Beetchermarlf salió de debajo del gran casco e informó que no había ninguna novedad en los cables de guardín. Los que trabajaban en el taladro habían conseguido unos cuantos metros de fragmentos rocosos. Cada segmento, en cuanto era obtenido, se trasladaba al laboratorio para estudiarse la temperatura ambiental. En realidad, la «nieve» local parecía ser en su mayor parte agua en la superficie; por tanto, muy por debajo de su punto de fusión, pero nadie podía estar seguro de lo que ocurriría más abajo.

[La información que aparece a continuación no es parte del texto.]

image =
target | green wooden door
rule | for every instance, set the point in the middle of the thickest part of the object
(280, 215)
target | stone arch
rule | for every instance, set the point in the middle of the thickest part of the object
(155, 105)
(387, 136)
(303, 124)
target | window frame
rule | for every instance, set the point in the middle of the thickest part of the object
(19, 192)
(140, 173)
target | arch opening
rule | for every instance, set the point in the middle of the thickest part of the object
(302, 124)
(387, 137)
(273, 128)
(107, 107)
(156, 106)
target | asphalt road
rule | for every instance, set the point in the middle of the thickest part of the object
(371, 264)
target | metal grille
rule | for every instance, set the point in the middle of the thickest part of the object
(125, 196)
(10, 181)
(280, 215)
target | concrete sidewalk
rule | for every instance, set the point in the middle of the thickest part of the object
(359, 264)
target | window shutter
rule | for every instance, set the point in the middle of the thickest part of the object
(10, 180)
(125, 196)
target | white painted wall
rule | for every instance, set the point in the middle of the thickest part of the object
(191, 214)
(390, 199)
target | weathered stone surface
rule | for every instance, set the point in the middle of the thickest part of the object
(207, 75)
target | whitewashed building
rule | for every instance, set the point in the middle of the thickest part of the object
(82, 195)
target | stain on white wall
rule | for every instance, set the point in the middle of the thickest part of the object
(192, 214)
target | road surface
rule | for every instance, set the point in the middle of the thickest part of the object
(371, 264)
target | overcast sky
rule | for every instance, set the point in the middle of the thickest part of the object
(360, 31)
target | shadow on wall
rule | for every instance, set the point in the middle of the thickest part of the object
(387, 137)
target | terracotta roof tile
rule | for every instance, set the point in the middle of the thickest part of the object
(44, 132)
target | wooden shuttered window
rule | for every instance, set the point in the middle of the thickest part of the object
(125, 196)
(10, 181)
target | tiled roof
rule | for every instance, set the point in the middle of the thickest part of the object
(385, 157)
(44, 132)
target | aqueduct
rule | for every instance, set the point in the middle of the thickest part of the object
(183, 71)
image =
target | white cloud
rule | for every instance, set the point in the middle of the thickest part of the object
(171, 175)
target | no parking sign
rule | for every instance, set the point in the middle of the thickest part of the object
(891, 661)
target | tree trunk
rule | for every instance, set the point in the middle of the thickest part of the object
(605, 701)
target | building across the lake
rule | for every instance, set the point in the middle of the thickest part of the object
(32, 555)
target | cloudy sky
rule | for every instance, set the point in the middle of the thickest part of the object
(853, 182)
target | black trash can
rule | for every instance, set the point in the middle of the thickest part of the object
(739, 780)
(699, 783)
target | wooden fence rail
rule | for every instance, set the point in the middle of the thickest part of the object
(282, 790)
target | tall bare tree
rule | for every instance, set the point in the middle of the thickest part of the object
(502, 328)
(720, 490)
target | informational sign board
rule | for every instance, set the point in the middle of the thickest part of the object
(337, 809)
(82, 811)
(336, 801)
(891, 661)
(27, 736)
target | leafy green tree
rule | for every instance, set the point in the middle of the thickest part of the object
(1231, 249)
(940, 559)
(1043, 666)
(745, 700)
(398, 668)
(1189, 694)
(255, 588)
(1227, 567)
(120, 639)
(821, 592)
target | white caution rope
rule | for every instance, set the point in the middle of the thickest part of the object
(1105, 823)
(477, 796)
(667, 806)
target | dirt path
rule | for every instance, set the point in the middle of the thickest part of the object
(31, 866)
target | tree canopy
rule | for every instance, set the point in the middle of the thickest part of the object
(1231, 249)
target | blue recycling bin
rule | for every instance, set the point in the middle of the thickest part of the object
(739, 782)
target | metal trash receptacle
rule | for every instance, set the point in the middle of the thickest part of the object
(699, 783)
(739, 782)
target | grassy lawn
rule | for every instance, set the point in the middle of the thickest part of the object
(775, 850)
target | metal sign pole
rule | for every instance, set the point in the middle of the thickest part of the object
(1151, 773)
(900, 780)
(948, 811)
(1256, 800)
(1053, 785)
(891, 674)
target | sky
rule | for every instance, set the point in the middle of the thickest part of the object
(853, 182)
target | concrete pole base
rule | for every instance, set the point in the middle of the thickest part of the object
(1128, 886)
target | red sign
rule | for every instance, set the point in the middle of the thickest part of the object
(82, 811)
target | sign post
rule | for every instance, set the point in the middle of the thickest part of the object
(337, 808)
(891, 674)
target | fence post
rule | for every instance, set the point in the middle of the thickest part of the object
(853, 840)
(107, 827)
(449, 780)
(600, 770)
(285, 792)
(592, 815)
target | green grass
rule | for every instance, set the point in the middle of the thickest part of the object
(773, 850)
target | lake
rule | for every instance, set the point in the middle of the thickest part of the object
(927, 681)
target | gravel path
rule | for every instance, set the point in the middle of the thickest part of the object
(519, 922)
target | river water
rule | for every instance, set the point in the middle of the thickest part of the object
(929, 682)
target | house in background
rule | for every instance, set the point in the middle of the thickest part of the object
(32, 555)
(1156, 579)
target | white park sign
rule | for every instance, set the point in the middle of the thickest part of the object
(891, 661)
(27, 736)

La luz artificial enmascaraba algo el cielo. El primer aviso de que el tiempo cambiaba fue una repentina ráfaga de aire. El Kwembly se balanceó ligeramente sobre sus cadenas y los cables de guardín vibraron al ser zarandeados por el denso aire. Los mesklinitas no tuvieron problemas. Para hacerles volar, con la gravedad existente en Dhrawn, se habría necesitado un tornado arrollador. Pesaban casi tanto como pesaría en la Tierra una estatua de oro de tamaño natural. Dondragmer, enterrando reflexivamente sus garras en la polvorienta nieve, no se sintió preocupado por el viento, aunque sí muy molesto ante su propio fallo al no haber advertido con anterioridad las nubes que lo acompañaban. Estas habían pasado de ser aborregados cirros, casi a trescientos metros de altura, a rotos celajes de tipo estrato, situados a la mitad de aquella altura. Todavía no había ninguna precipitación, pero ninguno de los marineros dudaba que pronto la habría. Sin embargo, no podían adivinar ni su forma ni su violencia. Según las medidas humanas, llevaban en Dhrawn un año y medio, pero esto no era suficiente tiempo, ni siquiera aproximadamente, para aprender todos los fenómenos de un mundo mucho mayor que el suyo. Incluso si ese mundo hubiese completado una de sus revoluciones, en lugar de menos de la cuarta parte, no habría sido suficiente para la tripulación de Dondragmer.
La voz del capitán se elevó sobre la canción del viento.